On the Expressive Power of Subgraph Graph Neural Networks for Graphs with Bounded Cycles
Ziang Chen, Qiao Zhang, Runzhong Wang
TL;DR
This work analyzes the expressive power of subgraph-enhanced graph neural networks (GNNs) and establishes universal approximation results for $k$-hop subgraph GNNs on graphs whose cycle lengths are bounded by $2k+1$. It shows that such networks can approximate any permutation-invariant/equivariant continuous function under mild assumptions, and extends the results to standard $k$-hop GNNs without subgraph structure under a $k$-separability condition, with a bound of $2k-1$ cycles. The theory is complemented by numerical experiments using Graphormer-based architectures on the ZINC dataset, demonstrating that increasing the aggregation distance $k$ up to about 3 captures most relevant cycle information.

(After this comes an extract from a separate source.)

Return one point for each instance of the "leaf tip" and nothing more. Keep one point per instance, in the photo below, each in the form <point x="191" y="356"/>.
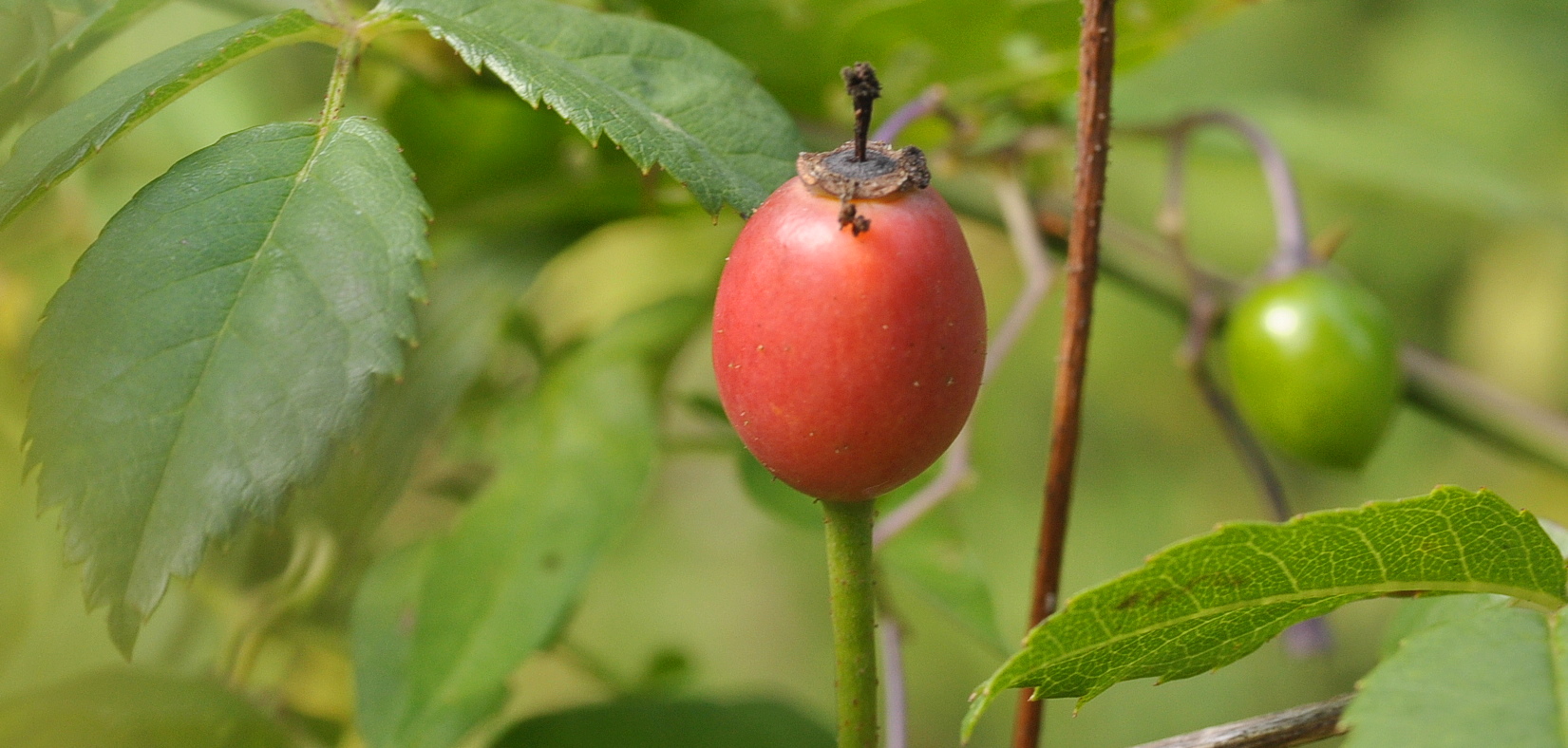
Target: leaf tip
<point x="124" y="626"/>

The findings clarify how the neighborhood aggregation distance interacts with cycle size, guiding practical design choices for expressive GNNs in graphs with bounded cycles.
Abstract
Graph neural networks (GNNs) have been widely used in graph-related contexts. It is known that the separation power of GNNs is equivalent to that of the Weisfeiler-Lehman (WL) test; hence, GNNs are imperfect at identifying all non-isomorphic graphs, which severely limits their expressive power. This work investigates $k$-hop subgraph GNNs that aggregate information from neighbors with distances up to $k$ and incorporate the subgraph structure. We prove that under appropriate assumptions, the $k$-hop subgraph GNNs can approximate any permutation-invariant/equivariant continuous function over graphs without cycles of length greater than $2k+1$ within any error tolerance. We also provide an extension to $k$-hop GNNs without incorporating the subgraph structure. Our numerical experiments on established benchmarks and novel architectures validate our theory on the relationship between the information aggregation distance and the cycle size.